Reputation: 1026
I was wondering if anyone ever tried to extract/follow RSS item links using SgmlLinkExtractor/CrawlSpider. I can't get it to work...
I am using the following rule:
rules = ( Rule(SgmlLinkExtractor(tags=('link',), attrs=False), follow=True, callback='parse_article'), )
(having in mind that rss links are located in the link tag).
I am not sure how to tell SgmlLinkExtractor to extract the text() of the link and not to search the attributes ...
Any help is welcome, Thanks in advance
Upvotes: 7
Views: 5609
Reputation: 408
XML Example From scrapy doc XMLFeedSpider
from scrapy.spiders import XMLFeedSpider
from myproject.items import TestItem
class MySpider(XMLFeedSpider):
name = 'example.com'
allowed_domains = ['example.com']
start_urls = ['http://www.example.com/feed.xml']

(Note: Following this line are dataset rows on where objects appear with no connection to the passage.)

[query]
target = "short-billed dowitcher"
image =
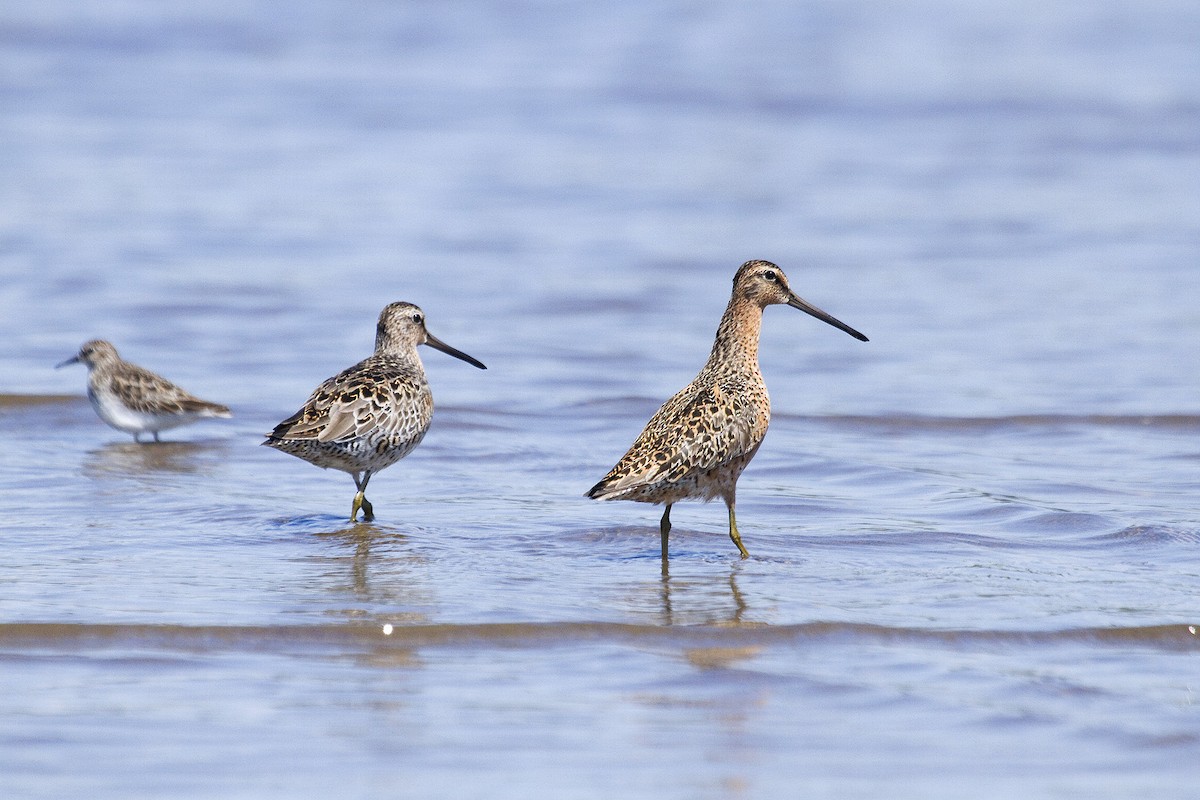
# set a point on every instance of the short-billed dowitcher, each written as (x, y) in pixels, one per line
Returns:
(135, 400)
(699, 443)
(370, 416)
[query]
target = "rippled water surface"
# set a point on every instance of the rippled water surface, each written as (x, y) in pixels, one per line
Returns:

iterator = 'iternodes' # This is actually unnecessary, since it's the default value
itertag = 'item'
def parse_node(self, response, node):
self.logger.info('Hi, this is a <%s> node!: %s', self.itertag, ''.join(node.extract()))
#item = TestItem()
item = {} # change to dict for removing the class not found error
item['id'] = node.xpath('@id').extract()
item['name'] = node.xpath('name').extract()

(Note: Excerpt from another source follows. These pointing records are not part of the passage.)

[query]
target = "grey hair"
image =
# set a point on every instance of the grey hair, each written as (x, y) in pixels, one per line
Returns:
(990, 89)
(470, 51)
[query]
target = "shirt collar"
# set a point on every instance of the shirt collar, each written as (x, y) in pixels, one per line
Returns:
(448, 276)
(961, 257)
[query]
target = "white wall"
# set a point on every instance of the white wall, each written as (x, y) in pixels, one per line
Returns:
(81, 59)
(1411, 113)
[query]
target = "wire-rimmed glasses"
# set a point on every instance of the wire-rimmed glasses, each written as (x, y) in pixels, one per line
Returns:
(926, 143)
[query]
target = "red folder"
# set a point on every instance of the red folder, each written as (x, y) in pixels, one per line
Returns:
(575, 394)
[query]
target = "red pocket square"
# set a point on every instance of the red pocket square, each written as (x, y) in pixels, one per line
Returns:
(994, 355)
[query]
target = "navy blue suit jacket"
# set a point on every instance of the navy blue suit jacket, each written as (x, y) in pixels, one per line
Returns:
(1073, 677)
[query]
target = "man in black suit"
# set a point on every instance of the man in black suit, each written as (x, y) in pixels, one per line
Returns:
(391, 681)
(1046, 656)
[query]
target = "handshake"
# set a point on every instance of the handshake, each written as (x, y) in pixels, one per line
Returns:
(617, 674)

item['description'] = node.xpath('description').extract()
return item
Upvotes: -2
Reputation: 1026
I have done it using CrawlSpider:
class MySpider(CrawlSpider):
domain_name = "xml.example.com"
def parse(self, response):
xxs = XmlXPathSelector(response)
items = xxs.select('//channel/item')
for i in items:
urli = i.select('link/text()').extract()
request = Request(url=urli[0], callback=self.parse1)
yield request
def parse1(self, response):
hxs = HtmlXPathSelector(response)
# ...
yield(MyItem())
but I am not sure that is a very proper solution...
Upvotes: 0
Reputation: 1540
CrawlSpider rules don't work that way. You'll probably need to subclass BaseSpider and implement your own link extraction in your spider callback. For example:
from scrapy.spider import BaseSpider
from scrapy.http import Request
from scrapy.selector import XmlXPathSelector
class MySpider(BaseSpider):
name = 'myspider'
def parse(self, response):
xxs = XmlXPathSelector(response)
links = xxs.select("//link/text()").extract()

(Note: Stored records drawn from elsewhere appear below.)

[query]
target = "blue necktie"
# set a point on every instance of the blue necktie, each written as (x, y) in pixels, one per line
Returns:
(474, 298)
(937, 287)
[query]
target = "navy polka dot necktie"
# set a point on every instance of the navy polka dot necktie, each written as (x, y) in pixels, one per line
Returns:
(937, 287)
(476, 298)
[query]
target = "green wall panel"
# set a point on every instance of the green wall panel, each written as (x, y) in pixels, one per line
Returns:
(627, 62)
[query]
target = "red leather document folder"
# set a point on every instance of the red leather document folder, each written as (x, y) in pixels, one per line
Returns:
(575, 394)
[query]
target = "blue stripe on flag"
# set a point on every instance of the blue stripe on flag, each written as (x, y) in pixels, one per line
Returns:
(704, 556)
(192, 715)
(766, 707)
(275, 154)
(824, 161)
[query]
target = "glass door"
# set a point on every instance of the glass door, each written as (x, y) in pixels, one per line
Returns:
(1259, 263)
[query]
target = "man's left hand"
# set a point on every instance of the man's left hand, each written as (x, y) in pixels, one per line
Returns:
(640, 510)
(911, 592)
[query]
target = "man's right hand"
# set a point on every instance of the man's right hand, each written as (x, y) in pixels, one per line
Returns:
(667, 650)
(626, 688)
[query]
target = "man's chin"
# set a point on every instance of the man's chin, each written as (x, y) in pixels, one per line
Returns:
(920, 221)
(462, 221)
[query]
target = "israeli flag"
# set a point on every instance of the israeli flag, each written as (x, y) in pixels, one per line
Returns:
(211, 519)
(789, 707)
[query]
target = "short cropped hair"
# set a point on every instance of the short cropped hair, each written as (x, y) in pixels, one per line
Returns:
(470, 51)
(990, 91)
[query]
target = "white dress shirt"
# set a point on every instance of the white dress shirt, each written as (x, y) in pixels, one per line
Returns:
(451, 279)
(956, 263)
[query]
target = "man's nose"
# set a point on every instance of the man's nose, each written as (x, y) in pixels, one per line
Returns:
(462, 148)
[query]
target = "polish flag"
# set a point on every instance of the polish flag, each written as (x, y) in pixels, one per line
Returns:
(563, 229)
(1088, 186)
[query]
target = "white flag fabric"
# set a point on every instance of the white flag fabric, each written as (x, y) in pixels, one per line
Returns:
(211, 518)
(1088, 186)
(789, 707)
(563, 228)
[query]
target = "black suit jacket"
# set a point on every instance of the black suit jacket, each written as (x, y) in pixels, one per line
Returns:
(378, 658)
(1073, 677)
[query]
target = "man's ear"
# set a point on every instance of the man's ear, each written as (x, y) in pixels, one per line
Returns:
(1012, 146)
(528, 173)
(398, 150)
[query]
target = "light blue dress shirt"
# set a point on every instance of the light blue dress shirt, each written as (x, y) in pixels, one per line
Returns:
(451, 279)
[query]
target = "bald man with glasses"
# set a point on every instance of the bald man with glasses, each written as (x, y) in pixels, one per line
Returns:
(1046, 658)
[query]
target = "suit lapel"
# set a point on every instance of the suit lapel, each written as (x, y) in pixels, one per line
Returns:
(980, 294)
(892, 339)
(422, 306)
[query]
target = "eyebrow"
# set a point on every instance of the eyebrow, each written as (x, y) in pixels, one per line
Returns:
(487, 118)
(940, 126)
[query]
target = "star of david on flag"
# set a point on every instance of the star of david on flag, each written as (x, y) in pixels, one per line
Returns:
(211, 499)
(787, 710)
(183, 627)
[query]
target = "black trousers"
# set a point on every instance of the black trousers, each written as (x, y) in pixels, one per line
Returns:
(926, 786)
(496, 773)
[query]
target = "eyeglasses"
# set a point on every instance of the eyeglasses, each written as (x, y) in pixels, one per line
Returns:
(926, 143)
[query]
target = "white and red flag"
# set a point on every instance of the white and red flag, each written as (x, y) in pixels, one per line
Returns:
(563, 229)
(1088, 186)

return [Request(x, callback=self.parse_link) for x in links]
You can also try the XPath in the shell, by running for example:
scrapy shell http://blog.scrapy.org/rss.xml
And then typing in the shell:
>>> xxs.select("//link/text()").extract()
[u'http://blog.scrapy.org',
u'http://blog.scrapy.org/new-bugfix-release-0101',
u'http://blog.scrapy.org/new-scrapy-blog-and-scrapy-010-release']
Upvotes: 7